Identifying the next pockets of opportunity

Today, Gaw’s contrarian investment perspective has him intrigued by undervalued office spaces in cities with resilient economic backbones like San Francisco. The signs are small but promising: Q3 CBRE data revealed a second consecutive quarter of positive demand in the U.S. office market overall, including improved net absorption in San Francisco and the San Francisco Peninsula. Additionally, the U.S. Census Bureau’s most recent data shows positive migration into the city for the first time since 2017.

Gaw Capital also has its eyes on Japan. The large, well-regulated, and stable market offers opportunities to buy long-held assets with unoptimized cost structures, largely due to the interlocking business relationships between the owner and tenant that kept rents below market rates.
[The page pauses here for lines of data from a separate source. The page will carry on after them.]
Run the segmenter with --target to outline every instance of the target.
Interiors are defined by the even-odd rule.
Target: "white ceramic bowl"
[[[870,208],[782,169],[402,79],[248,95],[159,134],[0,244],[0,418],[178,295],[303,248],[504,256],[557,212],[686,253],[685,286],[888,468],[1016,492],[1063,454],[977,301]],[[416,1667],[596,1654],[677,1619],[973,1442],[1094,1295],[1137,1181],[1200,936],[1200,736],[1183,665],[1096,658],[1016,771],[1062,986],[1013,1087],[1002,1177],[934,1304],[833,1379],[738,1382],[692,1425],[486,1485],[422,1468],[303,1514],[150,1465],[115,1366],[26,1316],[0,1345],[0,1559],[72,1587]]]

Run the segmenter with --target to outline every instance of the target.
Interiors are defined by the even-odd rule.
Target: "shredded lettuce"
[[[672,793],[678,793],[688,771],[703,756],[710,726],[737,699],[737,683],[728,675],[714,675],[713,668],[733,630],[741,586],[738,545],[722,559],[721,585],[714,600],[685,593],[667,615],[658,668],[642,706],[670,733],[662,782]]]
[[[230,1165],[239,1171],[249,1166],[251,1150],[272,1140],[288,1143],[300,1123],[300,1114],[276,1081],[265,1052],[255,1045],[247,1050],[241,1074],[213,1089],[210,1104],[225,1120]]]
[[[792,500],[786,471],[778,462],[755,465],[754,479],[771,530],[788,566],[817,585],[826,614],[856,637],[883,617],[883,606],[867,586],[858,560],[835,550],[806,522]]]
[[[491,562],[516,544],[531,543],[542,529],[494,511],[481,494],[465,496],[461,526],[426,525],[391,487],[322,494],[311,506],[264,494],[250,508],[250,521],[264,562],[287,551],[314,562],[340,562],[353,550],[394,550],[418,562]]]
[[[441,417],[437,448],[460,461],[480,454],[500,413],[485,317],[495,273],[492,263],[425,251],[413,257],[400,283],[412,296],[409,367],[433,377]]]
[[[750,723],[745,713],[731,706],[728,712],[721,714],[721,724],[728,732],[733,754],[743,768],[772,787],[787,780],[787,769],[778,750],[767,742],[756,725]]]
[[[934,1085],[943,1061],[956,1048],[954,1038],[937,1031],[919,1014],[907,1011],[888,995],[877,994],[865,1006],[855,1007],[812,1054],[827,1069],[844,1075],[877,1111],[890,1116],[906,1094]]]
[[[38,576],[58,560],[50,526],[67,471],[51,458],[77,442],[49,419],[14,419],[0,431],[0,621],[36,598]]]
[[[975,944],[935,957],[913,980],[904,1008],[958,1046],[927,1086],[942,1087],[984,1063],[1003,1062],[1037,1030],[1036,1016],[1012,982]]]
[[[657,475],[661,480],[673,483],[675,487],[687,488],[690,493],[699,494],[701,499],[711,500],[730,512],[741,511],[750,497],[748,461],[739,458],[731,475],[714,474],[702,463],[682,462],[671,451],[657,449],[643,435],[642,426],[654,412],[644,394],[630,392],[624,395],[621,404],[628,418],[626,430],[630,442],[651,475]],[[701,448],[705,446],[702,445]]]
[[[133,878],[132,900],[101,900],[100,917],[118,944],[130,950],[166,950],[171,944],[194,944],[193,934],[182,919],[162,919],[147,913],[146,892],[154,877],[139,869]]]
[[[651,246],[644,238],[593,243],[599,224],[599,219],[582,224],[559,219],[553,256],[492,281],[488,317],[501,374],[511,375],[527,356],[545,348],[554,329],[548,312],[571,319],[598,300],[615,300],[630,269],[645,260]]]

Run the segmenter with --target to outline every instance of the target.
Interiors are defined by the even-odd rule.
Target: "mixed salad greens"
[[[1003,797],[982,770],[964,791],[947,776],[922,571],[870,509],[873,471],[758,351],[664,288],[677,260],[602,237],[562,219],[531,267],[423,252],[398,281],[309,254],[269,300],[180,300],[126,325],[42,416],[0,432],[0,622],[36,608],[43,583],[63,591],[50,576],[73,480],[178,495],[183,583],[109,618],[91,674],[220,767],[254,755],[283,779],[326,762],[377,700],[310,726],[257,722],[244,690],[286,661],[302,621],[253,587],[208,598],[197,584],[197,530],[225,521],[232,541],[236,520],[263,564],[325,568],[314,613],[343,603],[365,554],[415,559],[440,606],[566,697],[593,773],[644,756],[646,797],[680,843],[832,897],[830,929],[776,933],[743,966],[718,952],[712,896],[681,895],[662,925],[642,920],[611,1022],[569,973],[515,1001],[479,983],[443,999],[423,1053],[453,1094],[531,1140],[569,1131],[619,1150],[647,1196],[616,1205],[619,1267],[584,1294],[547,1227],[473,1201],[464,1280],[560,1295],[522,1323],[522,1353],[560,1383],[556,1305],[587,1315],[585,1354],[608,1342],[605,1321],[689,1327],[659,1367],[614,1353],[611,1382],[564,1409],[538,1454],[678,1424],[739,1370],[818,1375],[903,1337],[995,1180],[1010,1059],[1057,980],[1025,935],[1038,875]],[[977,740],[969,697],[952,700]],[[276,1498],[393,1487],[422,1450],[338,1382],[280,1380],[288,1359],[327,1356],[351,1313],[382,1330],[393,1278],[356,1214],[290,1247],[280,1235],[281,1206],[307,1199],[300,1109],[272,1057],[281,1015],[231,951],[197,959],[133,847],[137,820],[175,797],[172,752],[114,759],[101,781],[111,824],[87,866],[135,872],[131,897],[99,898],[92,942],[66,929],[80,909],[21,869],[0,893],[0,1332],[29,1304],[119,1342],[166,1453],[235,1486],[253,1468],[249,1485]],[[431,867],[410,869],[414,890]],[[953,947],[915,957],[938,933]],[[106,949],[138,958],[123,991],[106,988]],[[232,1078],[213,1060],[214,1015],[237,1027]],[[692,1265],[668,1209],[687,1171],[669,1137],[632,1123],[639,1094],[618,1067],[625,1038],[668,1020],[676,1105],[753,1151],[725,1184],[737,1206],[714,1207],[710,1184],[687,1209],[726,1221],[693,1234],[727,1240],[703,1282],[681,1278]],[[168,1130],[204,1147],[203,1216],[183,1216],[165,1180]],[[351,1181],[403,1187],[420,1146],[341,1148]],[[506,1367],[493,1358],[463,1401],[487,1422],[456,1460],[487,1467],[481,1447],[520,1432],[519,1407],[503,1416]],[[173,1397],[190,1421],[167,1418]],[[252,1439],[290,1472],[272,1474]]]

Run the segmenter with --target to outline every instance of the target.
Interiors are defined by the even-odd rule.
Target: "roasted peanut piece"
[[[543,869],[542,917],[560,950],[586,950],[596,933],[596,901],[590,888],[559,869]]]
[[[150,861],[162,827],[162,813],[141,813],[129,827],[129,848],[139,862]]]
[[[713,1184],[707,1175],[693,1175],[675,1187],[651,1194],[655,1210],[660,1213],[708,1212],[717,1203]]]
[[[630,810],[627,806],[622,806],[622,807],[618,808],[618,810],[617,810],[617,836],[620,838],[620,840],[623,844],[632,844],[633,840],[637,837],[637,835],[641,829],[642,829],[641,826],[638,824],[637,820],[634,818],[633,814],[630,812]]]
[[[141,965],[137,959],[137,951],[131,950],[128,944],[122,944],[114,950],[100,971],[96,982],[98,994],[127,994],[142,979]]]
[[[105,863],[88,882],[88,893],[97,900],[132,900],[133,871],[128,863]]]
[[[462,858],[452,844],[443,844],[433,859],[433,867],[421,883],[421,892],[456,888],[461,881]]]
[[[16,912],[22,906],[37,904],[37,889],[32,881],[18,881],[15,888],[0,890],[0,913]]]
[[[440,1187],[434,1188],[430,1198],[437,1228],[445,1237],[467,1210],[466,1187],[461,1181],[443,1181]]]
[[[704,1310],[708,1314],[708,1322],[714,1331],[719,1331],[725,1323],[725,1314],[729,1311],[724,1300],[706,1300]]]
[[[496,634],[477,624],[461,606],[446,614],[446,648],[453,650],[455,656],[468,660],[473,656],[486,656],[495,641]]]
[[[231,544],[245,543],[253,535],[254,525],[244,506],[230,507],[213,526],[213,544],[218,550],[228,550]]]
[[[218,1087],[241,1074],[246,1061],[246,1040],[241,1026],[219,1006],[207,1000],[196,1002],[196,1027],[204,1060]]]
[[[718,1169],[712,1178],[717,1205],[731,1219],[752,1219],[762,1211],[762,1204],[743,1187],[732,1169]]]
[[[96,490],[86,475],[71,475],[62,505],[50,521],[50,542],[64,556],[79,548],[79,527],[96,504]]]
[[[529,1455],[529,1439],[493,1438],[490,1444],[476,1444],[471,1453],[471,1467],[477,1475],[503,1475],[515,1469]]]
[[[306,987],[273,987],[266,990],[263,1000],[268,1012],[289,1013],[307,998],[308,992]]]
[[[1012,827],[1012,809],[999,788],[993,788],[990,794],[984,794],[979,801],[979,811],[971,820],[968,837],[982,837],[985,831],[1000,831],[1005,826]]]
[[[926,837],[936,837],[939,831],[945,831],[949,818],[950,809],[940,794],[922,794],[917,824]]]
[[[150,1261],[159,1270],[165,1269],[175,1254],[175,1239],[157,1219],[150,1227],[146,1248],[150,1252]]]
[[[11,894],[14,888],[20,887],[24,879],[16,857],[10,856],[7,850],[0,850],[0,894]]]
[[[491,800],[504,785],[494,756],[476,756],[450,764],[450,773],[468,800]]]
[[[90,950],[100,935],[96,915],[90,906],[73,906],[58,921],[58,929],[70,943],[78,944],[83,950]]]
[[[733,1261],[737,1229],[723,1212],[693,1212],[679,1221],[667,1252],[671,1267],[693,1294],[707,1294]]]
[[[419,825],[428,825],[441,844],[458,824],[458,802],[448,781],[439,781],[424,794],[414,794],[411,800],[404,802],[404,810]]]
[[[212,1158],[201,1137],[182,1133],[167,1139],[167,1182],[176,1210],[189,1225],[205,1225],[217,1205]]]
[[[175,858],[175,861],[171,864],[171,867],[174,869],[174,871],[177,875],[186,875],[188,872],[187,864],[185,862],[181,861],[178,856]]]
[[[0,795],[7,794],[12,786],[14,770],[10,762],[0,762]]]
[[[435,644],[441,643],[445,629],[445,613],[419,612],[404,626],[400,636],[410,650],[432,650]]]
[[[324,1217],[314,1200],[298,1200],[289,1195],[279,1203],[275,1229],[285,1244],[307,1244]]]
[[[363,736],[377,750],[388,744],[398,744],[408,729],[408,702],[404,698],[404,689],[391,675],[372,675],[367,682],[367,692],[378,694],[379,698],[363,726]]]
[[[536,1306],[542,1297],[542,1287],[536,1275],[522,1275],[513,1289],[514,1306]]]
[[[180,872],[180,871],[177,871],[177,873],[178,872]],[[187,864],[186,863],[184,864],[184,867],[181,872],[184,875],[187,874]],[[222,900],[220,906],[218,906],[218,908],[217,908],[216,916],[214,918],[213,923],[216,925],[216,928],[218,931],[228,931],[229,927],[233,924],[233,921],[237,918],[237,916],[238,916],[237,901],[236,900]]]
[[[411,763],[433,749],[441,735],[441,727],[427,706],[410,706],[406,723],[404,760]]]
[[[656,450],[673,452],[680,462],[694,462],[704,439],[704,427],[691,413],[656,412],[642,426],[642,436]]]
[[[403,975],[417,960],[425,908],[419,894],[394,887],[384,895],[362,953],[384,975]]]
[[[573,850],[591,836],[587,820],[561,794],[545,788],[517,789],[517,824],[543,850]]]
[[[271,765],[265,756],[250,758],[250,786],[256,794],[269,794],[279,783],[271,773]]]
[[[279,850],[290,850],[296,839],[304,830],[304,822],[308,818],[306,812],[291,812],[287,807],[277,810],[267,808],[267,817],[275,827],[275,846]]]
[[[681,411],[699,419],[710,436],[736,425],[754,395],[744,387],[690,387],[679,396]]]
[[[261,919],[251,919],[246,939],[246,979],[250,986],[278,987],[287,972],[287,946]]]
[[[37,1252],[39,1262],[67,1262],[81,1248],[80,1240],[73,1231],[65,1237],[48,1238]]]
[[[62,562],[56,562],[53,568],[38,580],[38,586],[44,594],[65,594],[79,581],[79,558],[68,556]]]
Gaw has already been successful with “vintage” office buildings in Tokyo—Class C or Class D assets that a local developer would likely tear down. Instead, Gaw treated the assets like Hollywood Roosevelt and leaned into the buildings’ vintage character while updating the interiors.

“We actually renovated a building to make it even look older, but more authentic, more vintage,” he said. “That building attracted a lot of media, music, telecom, and tech tenants who pay premium rent.”

The non-secret to success

What began with a rundown Hollywood property that captured Gaw’s imagination decades ago has become an impactful and distinctive career with offices and staff worldwide. When people ask Gaw for his secret, though, his answer is strikingly simple.

“There's really no secret. Real estate is not that complicated,” he said. “We're not writing code, we're not programmers, we're not inventing something out of thin air. You’ve got to be a little lucky to get an opportunity, and then you’ve got to know that if opportunity knocks on the door, you’d better capture it.”